Lords amendment 2 places express limits on the conduct that can be authorised under the Bill. This House has already discussed the issue in some detail, but I will reiterate the reasons why the Government cannot support this amendment. First, the limits on what could be authorised under the Bill are provided by the requirement that any authorisation must be necessary and proportionate, and must comply with the Human Rights Act. Any authorisation that is not compliant with the Human Rights Act would be unlawful, and nothing in this Bill seeks to undermine the important protections in that Act.
However, were we to place explicit limits on the face of the Bill, it would create a risk to the operational tactics involved and, I might add, to the safety of the covert human intelligence source and the general public at large. This assessment has been put to the Government explicitly by operational partners—the people who are actually operating these tactics. The decisions we have made throughout this Bill, particularly on this issue, are based entirely on the reality that our operational partners have experienced in the field, and that is what they are telling us.

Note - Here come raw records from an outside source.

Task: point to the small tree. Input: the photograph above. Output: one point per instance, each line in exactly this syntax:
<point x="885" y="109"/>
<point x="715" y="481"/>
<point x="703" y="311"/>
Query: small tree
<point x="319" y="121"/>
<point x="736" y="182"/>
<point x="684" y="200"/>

By creating a checklist on the face of the Bill, Lords amendment 2 makes it very easy for criminal gangs and others to develop initiation tests. It will certainly be the case that some criminals, in seeking to demonstrate that they are not a covert human intelligence source, will go away and do what is asked of them, and perhaps even commit rape or another serious offence to demonstrate their loyalty to the cause and prove, as it were, that they are not a CHIS—a covert source. Those who do not will instead risk the consequences of wrongly being thought to be a source. Of course, that does not mean that if a covert human intelligence source were asked to commit any crime as part of an initiation process, they could do so, not least because the Human Rights Act 1998 and the test of necessity and proportionality already provide limits. It is not as though there are no limits, because the Human Rights Act and the test of necessity and proportionality provide those limits; it is simply that we need to avoid presenting criminals and criminal gangs with a means to test those people they suspect are agents. The consequence of presenting such a checklist would be felt ultimately by the public, because this tactic will not be able to be deployed to the same degree, and so more successful crimes, terrorist attacks and serious crimes would be committed.
Amendment 3 seeks to confirm that a person who is, at present, able to access the criminal injuries compensation scheme will be unaffected in their ability to access it because of this Bill. As I have outlined, it is dangerous to get into a discussion of the limits of conduct of our operational sources—those that can be authorised—but I will say that, in practice, the operation of the criminal injuries compensation scheme is unaffected by the Bill, and the amendment is therefore unnecessary.
Amendment 4 deals with the safeguards in place for the rare occasions when a juvenile is authorised to participate in criminal conduct. It also deals with the authorisation of vulnerable adults. I recognise that this is an important and emotive issue. None of us likes to contemplate a juvenile being involved in criminal activity. I understand and respect the honourable motivation behind these concerns; it is, no doubt, a desire to protect young people, and Her Majesty’s Government also have that motivation. The Bill does not seek to give public authorities new powers to authorise juveniles as covert human intelligence sources; it simply creates a clear and consistent legal basis for the authorisation of a covert human intelligence source to participate in criminal conduct where that is necessary and proportionate. The Bill also introduces increased safeguards from those that existed before, such as the requirement for all authorisations to be notified to the independent Investigatory Powers Commissioner in close to real time.